In the prior class, family stress theories were discussed, specifically focusing on Boss (2002) contextual approach to family stress and the double ABC-X model. In class we discussed the differences between "risk" conceptualized in family stress theories, "risk" in communication studies, and "risk" from a scientific perspective. Special emphasis was placed on the power of an individual's risk perceptions to motivate action. However, as people rarely experience natural disasters in isolation, family stress theories were introduced to better understand how publics make sense of stressors in everyday life as well as in traumatic situations.

Description and Teaching Materials

The class will be divided into four groups. All students will have read the family profiles. In each group the students will now work together and answer the questions for their specific vignette. Each group will share the results with the class. The class will discuss the vulnerabilities of each family and the potential risks each family might face in case of disaster. To increase family resilience, each group will share risk communication strategies. After discussing the potential usefulness of the communication strategies proposed, the instructor integrates the finding into risk communication literature and best practices. The students will review this literature in preparation for the next class.
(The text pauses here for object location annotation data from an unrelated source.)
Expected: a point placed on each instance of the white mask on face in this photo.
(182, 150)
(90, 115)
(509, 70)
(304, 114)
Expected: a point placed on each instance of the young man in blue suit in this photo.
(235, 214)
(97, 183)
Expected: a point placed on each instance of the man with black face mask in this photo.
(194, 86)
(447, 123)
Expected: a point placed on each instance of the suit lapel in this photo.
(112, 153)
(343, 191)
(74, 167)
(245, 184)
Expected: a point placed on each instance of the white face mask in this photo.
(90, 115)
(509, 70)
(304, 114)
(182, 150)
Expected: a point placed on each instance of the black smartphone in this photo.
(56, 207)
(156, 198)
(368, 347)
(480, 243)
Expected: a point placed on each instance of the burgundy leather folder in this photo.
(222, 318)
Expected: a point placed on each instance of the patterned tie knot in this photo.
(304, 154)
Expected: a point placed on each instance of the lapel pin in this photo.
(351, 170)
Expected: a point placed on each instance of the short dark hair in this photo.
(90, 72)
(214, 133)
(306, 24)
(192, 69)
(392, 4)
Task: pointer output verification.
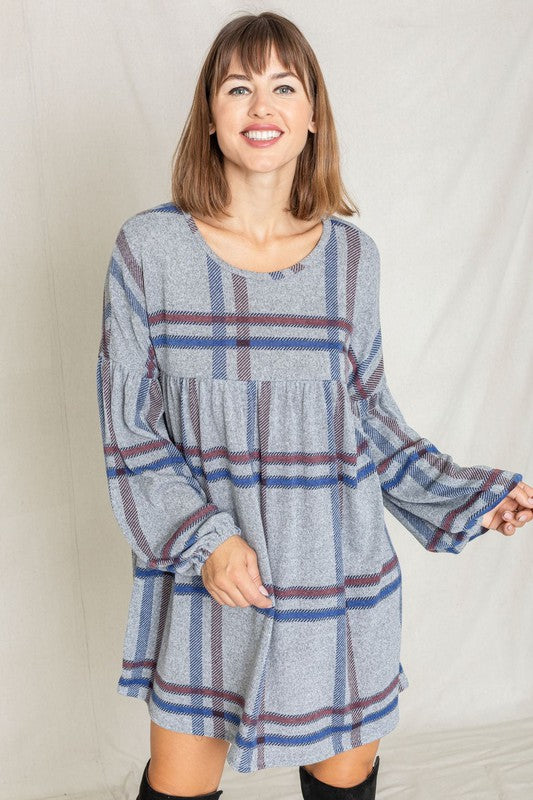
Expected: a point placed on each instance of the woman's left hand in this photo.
(512, 512)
Family Vignettes (Microsoft Word 2007 (.docx) 141kB Apr10 14)

Teaching Notes and Tips

It is helpful for the students to use the family vignettes to understand the multifaceted situations families face when disaster strikes. The students should be encouraged to bring in their personal experiences and reactions to the family profiles. Effective communication is built not only on understanding the subject matter (natural disasters) but especially understanding the situation the key publics are facing.
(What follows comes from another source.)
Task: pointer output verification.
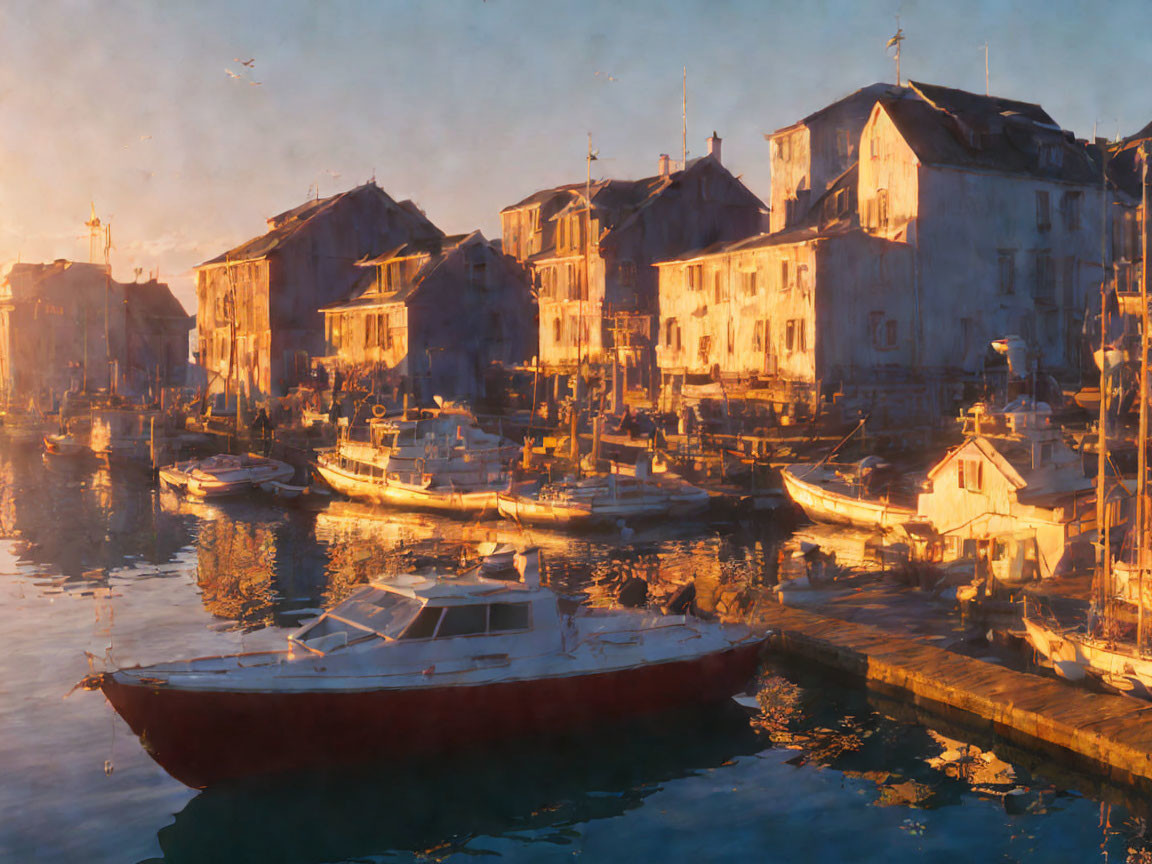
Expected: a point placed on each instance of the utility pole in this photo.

At home, write a short reflection paper discussing the usefulness of these models and risk communication as you have observed it either in your own family, a family you know well, or in a family presented in the media. Select the one option you feel most comfortable with and describe the following:
  1. What type of a non-normative stressor or natural disaster did the family face?
  2. Using both the contextual approach to family stress and the double ABC-X model, explain the impact of the stressor.
  3. Do you recall any risk communication? Evaluate what you remember using the guidelines discussed in class.

References and Resources

Boss, P. (2002). Family stress management. A contextual approach (2nd ed.). Thousand Oaks, CA: Sage. (Chapter 3)

Covello, V. T. (2003). Best practice in public health risk and crisis communication. Journal of Health Communication, 8, 5-8.

Figley, C. R. & Barnes, M. (2005). External trauma and families. In P. C. McKenry, & S. J. Price (Eds.), Family & Change. Coping with stressful events and transitions (3rd Ed., pp.379-402). Thousand Oaks, CA: Sage.

McCubbin, H., & Patterson, J. (1983). The family stress process: The double ABCX model of family adjust- ment and adaptation. Marriage and Family Review, 6(1–2), 7–37.

Renn, O. (2010). Risk communication: Insights and requirements for designing successful communication programs on health and environmental hazards. In R. L. Heath & H. D. O'Hair (Eds.), Handbook of risk and crisis communication (pp. 80-98). New York, NY: Routledge.

Reynolds, B., & Seeger, M. (2014). Crisis and Emergency Risk Communication 2014 Edition. CDC.

Witte, K. (1994). Fear control and danger control: A test of the extended parallel process model (EPPM). Communication Monographs, 61, 113-134.